You may not know it, but it’s quite common for professionals to have multiple incentive stock option grants. If that’s the case for you, you could pursue multiple ISO exercise strategies across your different grants. Each strategy should be based on the number of options in each grant, the exercise price of each grant, and the tax outcome of exercising each grant. While having multiple grants with different exercise prices certainly complicates things, it also presents you with opportunities to pursue multiple ISO exercise strategies with your different grants.

Another thing to note is just because you choose a specific ISO exercise strategy for one of your stock option grants, it doesn’t set that choice in stone. Wanting to change strategies is perfectly okay — and to be expected.

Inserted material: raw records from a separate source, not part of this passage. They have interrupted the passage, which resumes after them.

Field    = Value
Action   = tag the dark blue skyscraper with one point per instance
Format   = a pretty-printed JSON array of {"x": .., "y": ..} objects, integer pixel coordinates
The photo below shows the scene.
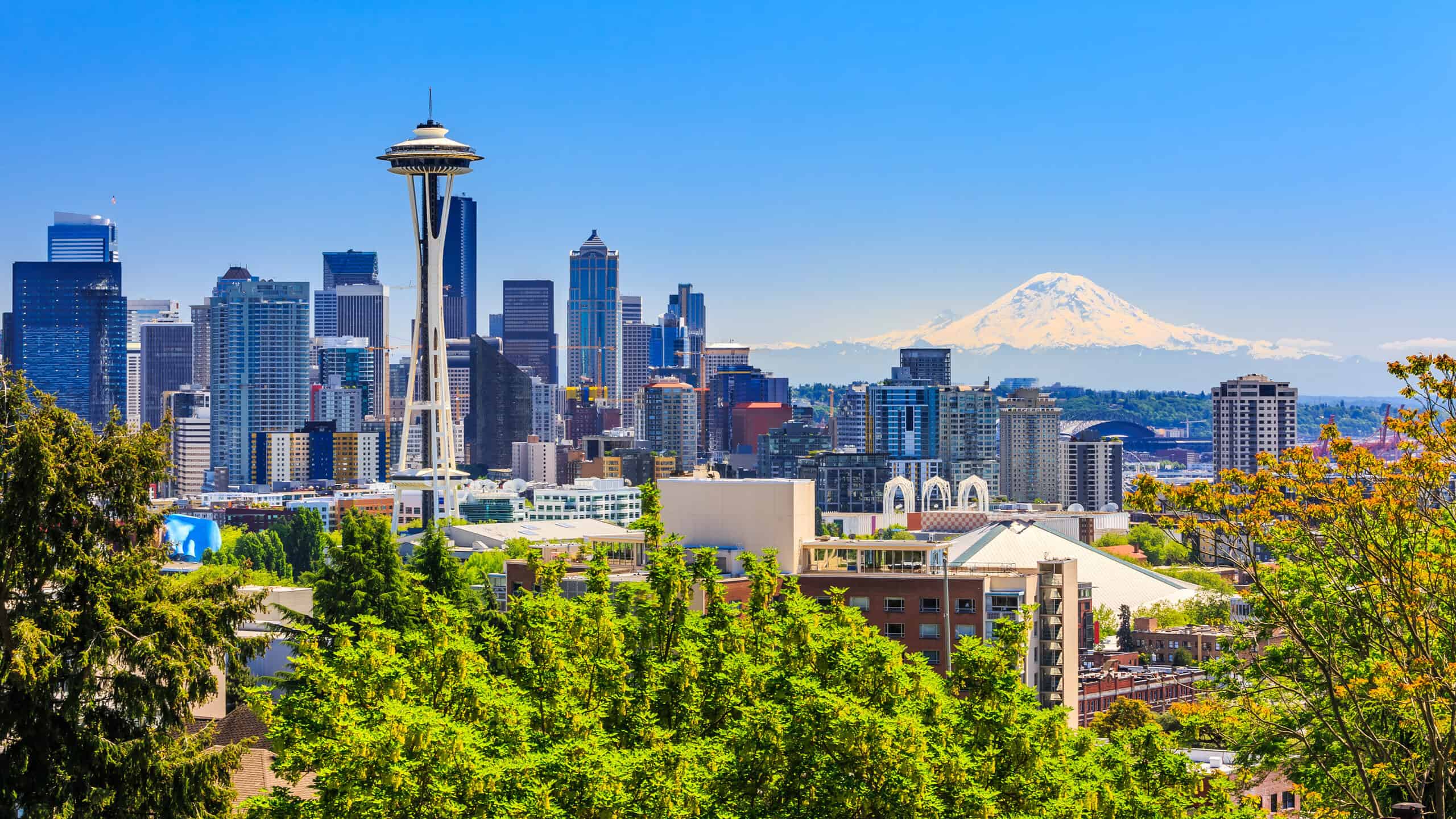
[
  {"x": 529, "y": 325},
  {"x": 79, "y": 238},
  {"x": 71, "y": 334},
  {"x": 350, "y": 267},
  {"x": 459, "y": 268}
]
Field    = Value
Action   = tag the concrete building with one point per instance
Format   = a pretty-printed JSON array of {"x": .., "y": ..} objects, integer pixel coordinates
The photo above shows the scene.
[
  {"x": 966, "y": 435},
  {"x": 191, "y": 437},
  {"x": 667, "y": 420},
  {"x": 533, "y": 461},
  {"x": 1030, "y": 446},
  {"x": 928, "y": 363},
  {"x": 1091, "y": 471},
  {"x": 1251, "y": 416},
  {"x": 167, "y": 365},
  {"x": 594, "y": 320},
  {"x": 849, "y": 420},
  {"x": 589, "y": 499},
  {"x": 743, "y": 515}
]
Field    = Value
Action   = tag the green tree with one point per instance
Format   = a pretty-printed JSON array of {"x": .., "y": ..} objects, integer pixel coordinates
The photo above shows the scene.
[
  {"x": 101, "y": 656},
  {"x": 1124, "y": 713},
  {"x": 439, "y": 570},
  {"x": 365, "y": 576},
  {"x": 1358, "y": 696},
  {"x": 1124, "y": 630},
  {"x": 303, "y": 540}
]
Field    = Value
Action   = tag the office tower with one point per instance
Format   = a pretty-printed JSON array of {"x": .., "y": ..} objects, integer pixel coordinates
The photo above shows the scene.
[
  {"x": 500, "y": 403},
  {"x": 71, "y": 334},
  {"x": 967, "y": 420},
  {"x": 529, "y": 325},
  {"x": 140, "y": 312},
  {"x": 929, "y": 363},
  {"x": 79, "y": 238},
  {"x": 340, "y": 406},
  {"x": 848, "y": 481},
  {"x": 1091, "y": 471},
  {"x": 350, "y": 267},
  {"x": 167, "y": 365},
  {"x": 721, "y": 356},
  {"x": 1251, "y": 416},
  {"x": 545, "y": 410},
  {"x": 667, "y": 420},
  {"x": 459, "y": 266},
  {"x": 430, "y": 161},
  {"x": 631, "y": 309},
  {"x": 1030, "y": 446},
  {"x": 347, "y": 362},
  {"x": 259, "y": 362},
  {"x": 901, "y": 419},
  {"x": 398, "y": 384},
  {"x": 191, "y": 436},
  {"x": 733, "y": 387},
  {"x": 201, "y": 344},
  {"x": 1017, "y": 382},
  {"x": 781, "y": 449},
  {"x": 594, "y": 320},
  {"x": 637, "y": 341}
]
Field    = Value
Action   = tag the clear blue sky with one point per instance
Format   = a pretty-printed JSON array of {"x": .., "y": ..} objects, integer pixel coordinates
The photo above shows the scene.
[{"x": 820, "y": 171}]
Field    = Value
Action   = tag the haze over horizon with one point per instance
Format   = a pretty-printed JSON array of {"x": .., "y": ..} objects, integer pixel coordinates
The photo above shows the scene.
[{"x": 1265, "y": 174}]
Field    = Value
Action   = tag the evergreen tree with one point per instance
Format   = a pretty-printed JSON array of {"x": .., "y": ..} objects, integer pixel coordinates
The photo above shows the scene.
[
  {"x": 365, "y": 576},
  {"x": 101, "y": 655}
]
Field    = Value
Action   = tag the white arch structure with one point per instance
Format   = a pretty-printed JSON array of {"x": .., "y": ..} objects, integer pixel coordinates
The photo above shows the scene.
[
  {"x": 983, "y": 498},
  {"x": 935, "y": 484},
  {"x": 908, "y": 490}
]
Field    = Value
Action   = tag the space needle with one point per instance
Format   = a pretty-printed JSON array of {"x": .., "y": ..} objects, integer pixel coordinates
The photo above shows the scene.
[{"x": 428, "y": 162}]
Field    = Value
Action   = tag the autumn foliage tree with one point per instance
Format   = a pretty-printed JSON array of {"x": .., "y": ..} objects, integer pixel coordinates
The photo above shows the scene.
[{"x": 1358, "y": 697}]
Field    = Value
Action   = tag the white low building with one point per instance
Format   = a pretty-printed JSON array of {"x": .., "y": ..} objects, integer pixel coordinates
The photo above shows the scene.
[{"x": 596, "y": 499}]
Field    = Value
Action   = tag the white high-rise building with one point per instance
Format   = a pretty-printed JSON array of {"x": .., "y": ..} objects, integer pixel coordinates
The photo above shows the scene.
[
  {"x": 1252, "y": 414},
  {"x": 1093, "y": 471},
  {"x": 1030, "y": 446},
  {"x": 547, "y": 398}
]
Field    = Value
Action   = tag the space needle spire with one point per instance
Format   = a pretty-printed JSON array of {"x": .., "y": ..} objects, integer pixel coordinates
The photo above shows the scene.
[{"x": 428, "y": 162}]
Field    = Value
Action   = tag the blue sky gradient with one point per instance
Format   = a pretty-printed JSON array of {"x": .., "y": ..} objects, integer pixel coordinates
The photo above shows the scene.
[{"x": 819, "y": 171}]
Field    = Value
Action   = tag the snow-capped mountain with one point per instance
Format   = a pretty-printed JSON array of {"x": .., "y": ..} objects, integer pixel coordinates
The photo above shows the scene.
[
  {"x": 1064, "y": 327},
  {"x": 1065, "y": 311}
]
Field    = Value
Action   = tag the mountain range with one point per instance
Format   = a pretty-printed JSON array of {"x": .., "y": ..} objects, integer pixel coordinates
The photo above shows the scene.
[{"x": 1066, "y": 328}]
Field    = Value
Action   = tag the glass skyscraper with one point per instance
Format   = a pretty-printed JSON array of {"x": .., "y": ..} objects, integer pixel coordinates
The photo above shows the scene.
[
  {"x": 259, "y": 361},
  {"x": 459, "y": 268},
  {"x": 529, "y": 327},
  {"x": 79, "y": 238},
  {"x": 71, "y": 334},
  {"x": 594, "y": 320}
]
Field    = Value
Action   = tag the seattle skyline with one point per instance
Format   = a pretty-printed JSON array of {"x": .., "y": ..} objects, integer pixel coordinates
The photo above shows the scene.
[{"x": 1184, "y": 161}]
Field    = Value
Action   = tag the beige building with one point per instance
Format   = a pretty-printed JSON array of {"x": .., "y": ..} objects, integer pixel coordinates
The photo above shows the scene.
[
  {"x": 1251, "y": 416},
  {"x": 1030, "y": 446},
  {"x": 750, "y": 515}
]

Pivoting is a natural response to your situation changing. That’s especially the case once your company transitions from pre- to post-IPO, where you’ll deal with a stock price that changes every day. As you continue to gather more information and your situation evolves, expect yourself to want to adjust your strategy.

Find the best ISO exercise strategy for you

Remember, there’s no one-size-fits all ISO exercise strategy, so choose the type of strategy that best suits your unique situation.

You have an entire menu of methods you can employ. Regardless of which strategy you choose, you can avoid tax mishaps by staying organized, keeping records of everything, paying attention to the details, and avoiding taking action before understanding the consequences.